Schiff und Mannschaft lagen schon jetzt, vor dem eigentlichen Ausbruch des Wetters, im Kampf mit den Naturgewalten. Joslin blickte durch Wolken von Gischt zu seinen fluchenden Männern hinüber, die sich an den quer über die Decks gespannten Manntauen festgebunden hatten. Er wußte, was sie dachten. Sie schickten ihn und die Ladung zum Teufel und sehnten eine geschützte Bucht herbei, in die sie verholen konnten.
Aber Joslin war unerbittlich. Er wollte keine Zeit verlieren. Der Sturm konnte Tage andauern, man konnte gerade in diesen Breiten kaum berechnen, wann er wieder aufhörte.

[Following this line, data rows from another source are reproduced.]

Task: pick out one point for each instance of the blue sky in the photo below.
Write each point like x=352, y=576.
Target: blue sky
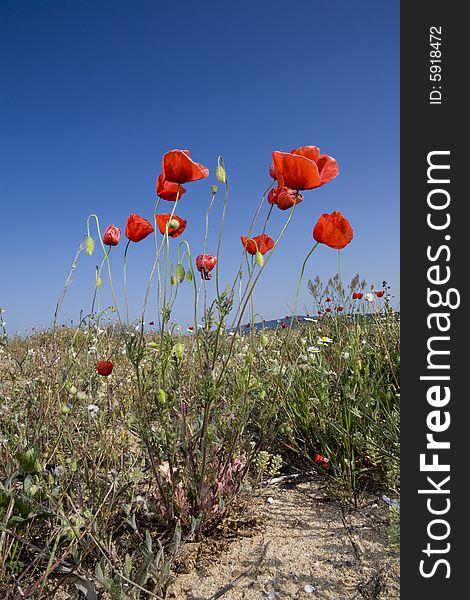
x=93, y=93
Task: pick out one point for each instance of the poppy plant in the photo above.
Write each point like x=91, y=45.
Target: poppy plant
x=333, y=230
x=284, y=197
x=321, y=461
x=104, y=367
x=178, y=167
x=303, y=168
x=167, y=190
x=112, y=235
x=137, y=228
x=260, y=243
x=176, y=225
x=204, y=264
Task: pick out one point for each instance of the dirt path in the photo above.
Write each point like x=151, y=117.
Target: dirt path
x=295, y=542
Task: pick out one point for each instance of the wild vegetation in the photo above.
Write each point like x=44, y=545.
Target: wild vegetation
x=121, y=440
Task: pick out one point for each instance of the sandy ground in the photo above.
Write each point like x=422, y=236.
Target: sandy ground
x=303, y=537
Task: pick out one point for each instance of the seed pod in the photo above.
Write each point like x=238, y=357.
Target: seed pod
x=89, y=245
x=178, y=350
x=180, y=273
x=220, y=173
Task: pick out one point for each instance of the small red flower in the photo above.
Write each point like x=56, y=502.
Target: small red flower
x=204, y=264
x=137, y=228
x=167, y=190
x=321, y=461
x=363, y=461
x=333, y=230
x=178, y=167
x=303, y=168
x=104, y=367
x=176, y=225
x=112, y=235
x=261, y=243
x=284, y=197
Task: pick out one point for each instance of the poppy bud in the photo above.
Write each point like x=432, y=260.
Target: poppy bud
x=180, y=273
x=220, y=173
x=89, y=245
x=178, y=350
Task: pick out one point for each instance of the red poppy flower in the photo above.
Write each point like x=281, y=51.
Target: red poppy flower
x=178, y=167
x=104, y=367
x=137, y=228
x=112, y=235
x=333, y=230
x=322, y=461
x=303, y=168
x=204, y=264
x=176, y=225
x=168, y=190
x=260, y=243
x=284, y=197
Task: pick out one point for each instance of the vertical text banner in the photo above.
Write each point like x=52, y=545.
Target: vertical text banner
x=435, y=338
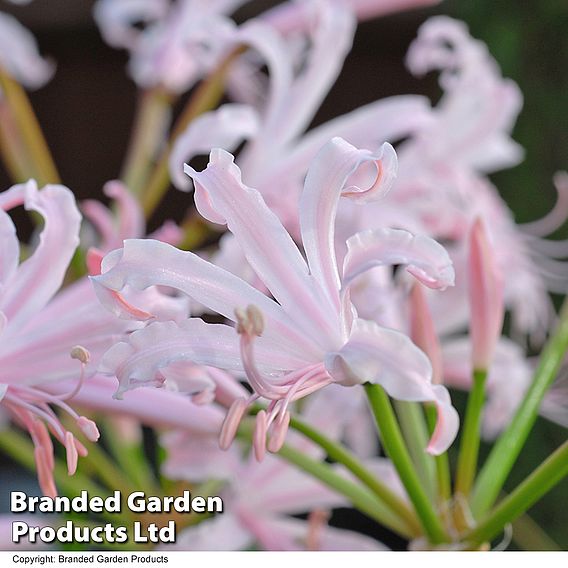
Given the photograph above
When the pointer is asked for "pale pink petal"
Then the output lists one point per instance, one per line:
(197, 458)
(225, 127)
(368, 126)
(289, 17)
(45, 348)
(160, 344)
(144, 263)
(9, 249)
(19, 54)
(423, 257)
(387, 357)
(286, 533)
(116, 19)
(130, 215)
(275, 54)
(40, 276)
(276, 260)
(330, 34)
(169, 232)
(158, 408)
(479, 107)
(328, 178)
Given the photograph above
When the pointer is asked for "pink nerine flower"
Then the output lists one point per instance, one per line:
(308, 336)
(486, 298)
(19, 54)
(260, 498)
(34, 350)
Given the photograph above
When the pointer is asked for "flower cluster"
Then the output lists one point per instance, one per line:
(321, 276)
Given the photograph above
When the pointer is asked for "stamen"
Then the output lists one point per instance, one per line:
(317, 521)
(44, 473)
(72, 454)
(206, 396)
(249, 321)
(231, 423)
(278, 433)
(81, 354)
(259, 436)
(89, 428)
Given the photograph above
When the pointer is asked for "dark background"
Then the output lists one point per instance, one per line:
(87, 109)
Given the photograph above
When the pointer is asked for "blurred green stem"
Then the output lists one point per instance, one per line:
(469, 445)
(395, 448)
(360, 497)
(150, 127)
(509, 445)
(206, 97)
(415, 431)
(541, 480)
(340, 454)
(29, 131)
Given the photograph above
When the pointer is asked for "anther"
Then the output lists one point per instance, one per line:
(249, 321)
(278, 433)
(89, 428)
(80, 353)
(259, 436)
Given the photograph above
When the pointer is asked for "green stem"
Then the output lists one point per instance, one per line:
(12, 148)
(131, 459)
(340, 454)
(529, 535)
(361, 498)
(152, 117)
(541, 480)
(206, 97)
(442, 462)
(29, 129)
(469, 446)
(415, 431)
(394, 446)
(505, 452)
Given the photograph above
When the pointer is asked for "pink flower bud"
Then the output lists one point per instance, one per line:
(485, 296)
(423, 333)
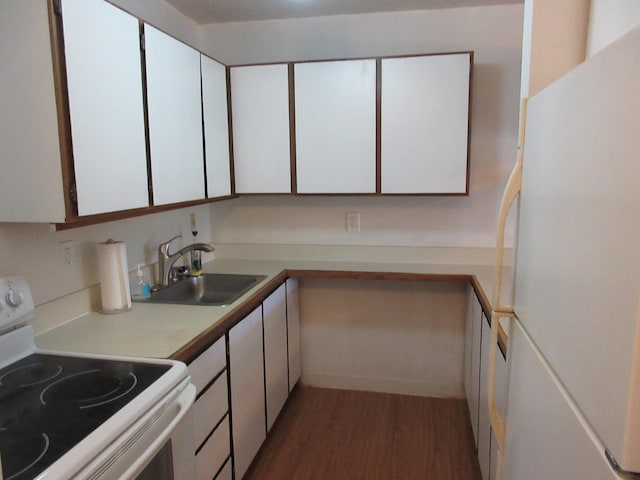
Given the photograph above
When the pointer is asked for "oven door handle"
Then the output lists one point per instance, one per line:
(184, 403)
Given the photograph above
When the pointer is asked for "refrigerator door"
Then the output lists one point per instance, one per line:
(577, 274)
(545, 439)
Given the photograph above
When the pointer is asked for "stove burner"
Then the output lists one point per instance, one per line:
(21, 452)
(88, 389)
(29, 375)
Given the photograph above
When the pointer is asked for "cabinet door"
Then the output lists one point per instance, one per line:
(293, 331)
(484, 423)
(468, 341)
(425, 121)
(31, 188)
(335, 106)
(216, 127)
(102, 54)
(475, 318)
(260, 109)
(246, 370)
(274, 309)
(501, 404)
(175, 118)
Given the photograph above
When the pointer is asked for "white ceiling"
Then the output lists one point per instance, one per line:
(218, 11)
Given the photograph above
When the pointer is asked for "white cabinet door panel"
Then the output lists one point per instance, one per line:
(335, 106)
(208, 364)
(246, 369)
(209, 409)
(102, 53)
(260, 109)
(213, 453)
(484, 423)
(175, 118)
(476, 336)
(501, 404)
(425, 118)
(293, 331)
(216, 127)
(274, 310)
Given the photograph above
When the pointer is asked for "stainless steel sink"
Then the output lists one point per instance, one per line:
(215, 289)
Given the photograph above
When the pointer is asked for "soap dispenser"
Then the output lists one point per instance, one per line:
(142, 288)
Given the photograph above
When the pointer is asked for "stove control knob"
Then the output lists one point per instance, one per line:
(14, 297)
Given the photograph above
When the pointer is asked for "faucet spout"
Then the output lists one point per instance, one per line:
(166, 260)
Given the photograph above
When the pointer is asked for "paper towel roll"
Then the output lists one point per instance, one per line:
(114, 277)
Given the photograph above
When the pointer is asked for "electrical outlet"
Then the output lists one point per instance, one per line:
(67, 252)
(353, 222)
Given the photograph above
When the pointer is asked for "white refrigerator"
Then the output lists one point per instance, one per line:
(573, 405)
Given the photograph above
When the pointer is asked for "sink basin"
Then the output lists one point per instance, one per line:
(215, 289)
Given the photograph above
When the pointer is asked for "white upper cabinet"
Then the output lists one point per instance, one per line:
(216, 127)
(103, 75)
(425, 123)
(175, 118)
(261, 145)
(104, 78)
(335, 124)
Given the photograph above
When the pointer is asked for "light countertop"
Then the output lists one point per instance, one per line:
(182, 332)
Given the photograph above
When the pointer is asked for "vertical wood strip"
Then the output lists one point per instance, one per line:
(232, 174)
(292, 130)
(378, 126)
(62, 104)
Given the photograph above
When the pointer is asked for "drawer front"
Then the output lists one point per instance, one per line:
(226, 472)
(208, 365)
(210, 407)
(214, 453)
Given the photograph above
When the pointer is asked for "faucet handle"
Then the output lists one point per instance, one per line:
(164, 247)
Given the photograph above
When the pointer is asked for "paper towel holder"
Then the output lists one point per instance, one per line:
(114, 277)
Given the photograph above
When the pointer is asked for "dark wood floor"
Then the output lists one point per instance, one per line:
(327, 434)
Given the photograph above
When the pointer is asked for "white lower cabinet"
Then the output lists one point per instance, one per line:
(214, 452)
(263, 350)
(484, 422)
(293, 331)
(226, 473)
(477, 337)
(211, 438)
(246, 370)
(276, 369)
(472, 360)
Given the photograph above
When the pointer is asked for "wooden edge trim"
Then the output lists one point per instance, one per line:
(232, 168)
(137, 212)
(190, 351)
(487, 310)
(199, 344)
(62, 103)
(469, 108)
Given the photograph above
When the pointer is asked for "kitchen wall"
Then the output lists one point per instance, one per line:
(609, 20)
(34, 251)
(494, 33)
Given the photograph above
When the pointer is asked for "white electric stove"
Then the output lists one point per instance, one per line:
(75, 416)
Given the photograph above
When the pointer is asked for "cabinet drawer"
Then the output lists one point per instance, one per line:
(204, 368)
(214, 452)
(212, 405)
(226, 473)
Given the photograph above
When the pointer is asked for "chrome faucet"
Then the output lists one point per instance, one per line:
(166, 260)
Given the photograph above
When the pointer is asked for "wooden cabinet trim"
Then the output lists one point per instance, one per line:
(62, 103)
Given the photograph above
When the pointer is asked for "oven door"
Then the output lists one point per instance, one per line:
(158, 446)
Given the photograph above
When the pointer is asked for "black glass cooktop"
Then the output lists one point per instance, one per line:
(49, 403)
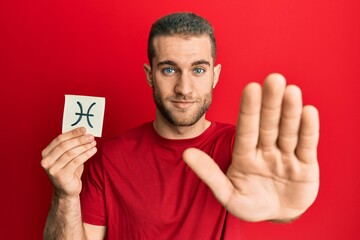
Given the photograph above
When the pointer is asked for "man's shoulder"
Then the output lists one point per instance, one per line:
(222, 128)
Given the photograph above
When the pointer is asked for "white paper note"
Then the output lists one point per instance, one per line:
(84, 111)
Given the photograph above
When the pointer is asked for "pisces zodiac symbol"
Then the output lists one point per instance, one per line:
(81, 114)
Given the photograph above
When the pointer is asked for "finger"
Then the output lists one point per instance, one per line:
(75, 156)
(63, 137)
(247, 130)
(209, 172)
(63, 148)
(290, 119)
(273, 93)
(309, 135)
(77, 162)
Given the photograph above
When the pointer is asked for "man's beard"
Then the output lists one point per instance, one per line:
(173, 117)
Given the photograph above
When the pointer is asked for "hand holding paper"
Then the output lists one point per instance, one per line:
(84, 111)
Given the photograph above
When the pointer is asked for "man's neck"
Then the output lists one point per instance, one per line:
(169, 131)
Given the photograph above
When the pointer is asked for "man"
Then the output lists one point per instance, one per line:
(146, 183)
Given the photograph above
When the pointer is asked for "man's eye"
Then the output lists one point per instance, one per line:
(199, 70)
(169, 71)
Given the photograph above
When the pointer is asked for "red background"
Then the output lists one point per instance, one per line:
(50, 48)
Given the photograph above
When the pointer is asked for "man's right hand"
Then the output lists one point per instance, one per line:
(63, 160)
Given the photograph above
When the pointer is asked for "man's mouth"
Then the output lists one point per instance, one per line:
(182, 104)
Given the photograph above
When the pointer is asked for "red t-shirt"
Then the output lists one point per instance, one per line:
(140, 188)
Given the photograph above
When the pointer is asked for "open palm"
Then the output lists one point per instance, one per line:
(274, 173)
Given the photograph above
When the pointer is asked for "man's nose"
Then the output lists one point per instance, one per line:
(184, 85)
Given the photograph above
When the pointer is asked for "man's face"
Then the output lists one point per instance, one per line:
(182, 77)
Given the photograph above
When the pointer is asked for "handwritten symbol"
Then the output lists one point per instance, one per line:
(81, 114)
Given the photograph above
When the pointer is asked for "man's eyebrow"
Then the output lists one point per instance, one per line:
(167, 62)
(200, 62)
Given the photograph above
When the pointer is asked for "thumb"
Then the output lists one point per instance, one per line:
(210, 173)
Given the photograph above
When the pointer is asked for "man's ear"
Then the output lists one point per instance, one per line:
(148, 73)
(217, 70)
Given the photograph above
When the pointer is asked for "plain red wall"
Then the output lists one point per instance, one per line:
(52, 48)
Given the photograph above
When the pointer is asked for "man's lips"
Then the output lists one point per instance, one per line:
(182, 104)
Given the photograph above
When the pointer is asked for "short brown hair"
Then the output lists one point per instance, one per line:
(183, 24)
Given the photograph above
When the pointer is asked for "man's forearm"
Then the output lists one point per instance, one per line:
(64, 220)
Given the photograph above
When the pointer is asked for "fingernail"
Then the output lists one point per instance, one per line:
(82, 130)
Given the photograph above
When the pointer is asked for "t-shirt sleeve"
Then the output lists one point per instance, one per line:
(92, 195)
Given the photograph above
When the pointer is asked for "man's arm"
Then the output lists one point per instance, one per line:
(63, 160)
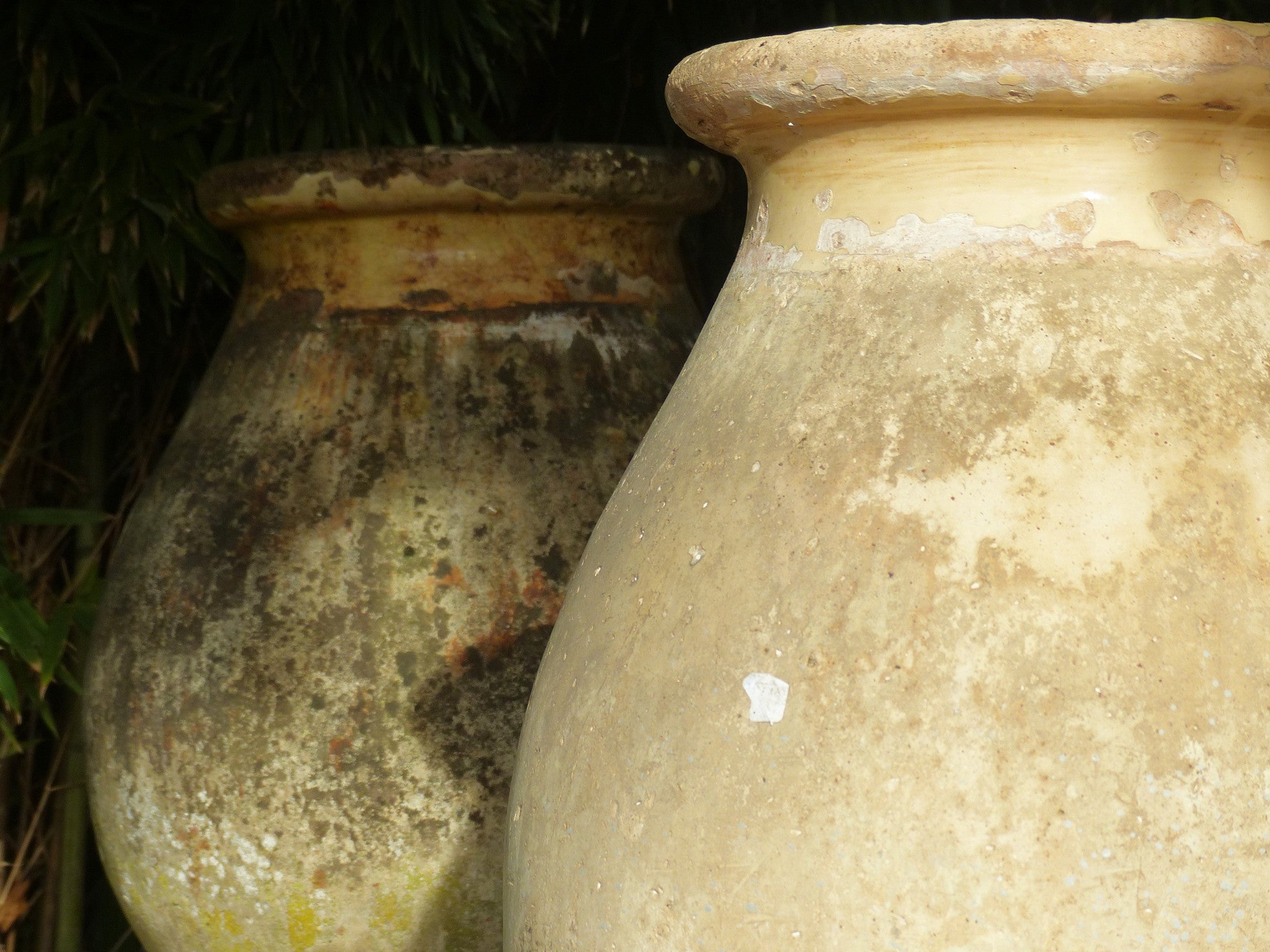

Lag er, Joslin, mit seiner Galeone aber erst einmal in einer Bucht fest, so kam er nicht wieder hinaus, ehe Wind und Seegang es zuließen.
Nein, lieber wetterte er diesen Sturm ab.
Er war wieder einmal froh, keine Offiziere zu haben. Die Schiffsführung identifizierte sich einzig und allein mit seiner Person. Außer ihm gab es nur das gemeine Schiffsvolk von vierzehn Mann, das jeden Befehl widerspruchslos auszuführen hatte, weil er sonst hart durchgriff.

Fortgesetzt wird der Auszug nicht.